We rounded up the hot topics.
Although there is always a buzz around lenders and advisers that venture to be different, the industry still underdelivers on innovation. The innovation driven by the smaller building societies is not taken up at scale by lenders with bigger balance sheets.
Whilst there is no singular reason for this, regulation of the sector is an identifiable roadblock to innovation, particularly for larger businesses. So when smaller mortgage lenders innovate it is rare that we see the sort of scale that might be achieved in other parts of financial services that are a bit more encouraging to innovation. More should be done to encourage innovation in the mortgage market by the regulator to help to provide better outcomes for underserved borrowers.
This lack of innovation could also be attributed to the slow pace of technological progression in the sector. As one of the more divisive topics, technology and its place in the industry are right at the centre of ongoing debate.
Mortgage lending is a traditional process that takes a very personal, hands-on approach.
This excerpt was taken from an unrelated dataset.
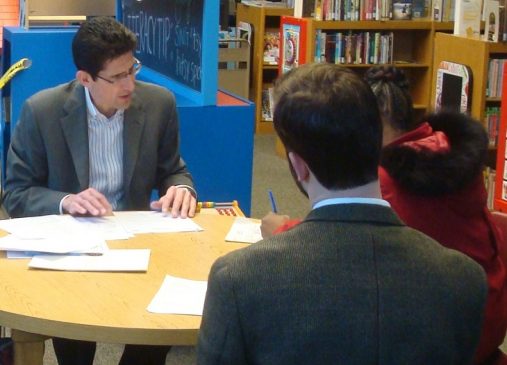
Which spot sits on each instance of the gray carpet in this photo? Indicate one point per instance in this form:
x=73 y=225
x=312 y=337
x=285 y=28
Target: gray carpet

There are certainly discussions to be had about the limits to how much technology can and should be used when it comes to lending responsibly. It is therefore no surprise that disagreement is common on the importance of the use of technology within the lending space.
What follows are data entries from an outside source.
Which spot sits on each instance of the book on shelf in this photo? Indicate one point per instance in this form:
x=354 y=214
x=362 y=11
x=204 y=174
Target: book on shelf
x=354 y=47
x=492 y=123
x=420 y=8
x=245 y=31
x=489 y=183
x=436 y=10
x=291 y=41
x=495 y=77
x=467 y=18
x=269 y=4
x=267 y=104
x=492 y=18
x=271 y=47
This does not mean the appetite for change isn’t there. For a large majority of lenders technology can be – and in quite a lot of cases, already is, – a welcome enabler. Once again, with a consensus, will come swifter change. If key players in the industry remain hesitant, overarching technological change will continue to be a slow burner.
Our market is more competitive and more complex than ever
Whilst innovation and new technology may not be flourishing this does not mean the lending industry is stagnant. In fact, quite the opposite.
The market itself is becoming more diverse and increasingly competitive on rates from bridging to second charge loans. This is a positive for the sector and the borrowers we support, however, it also means more specialist knowledge is needed to navigate the various offerings different lenders have to offer. All the while the market is moving increasingly in favour of the intermediaries that have invested time getting to know the specialist sector.
Building for the future
What was encouraging to hear was the enthusiasm for self-builds and a clear support for small-scale developers to build more.
This is an issue that LendInvest has focused on in a report launched this week. Our ‘Starting Small to Build More Homes’ report calls on the government to revise its treatment of small and medium sized property investment and development companies, and to recognise the positive contribution they make to solving the UK’s housing crisis.
As four out of five property SMEs have disappeared since the last housing boom, it was good to hear the Senate rally around and agree that industry support for these small scale developers is all the more crucial.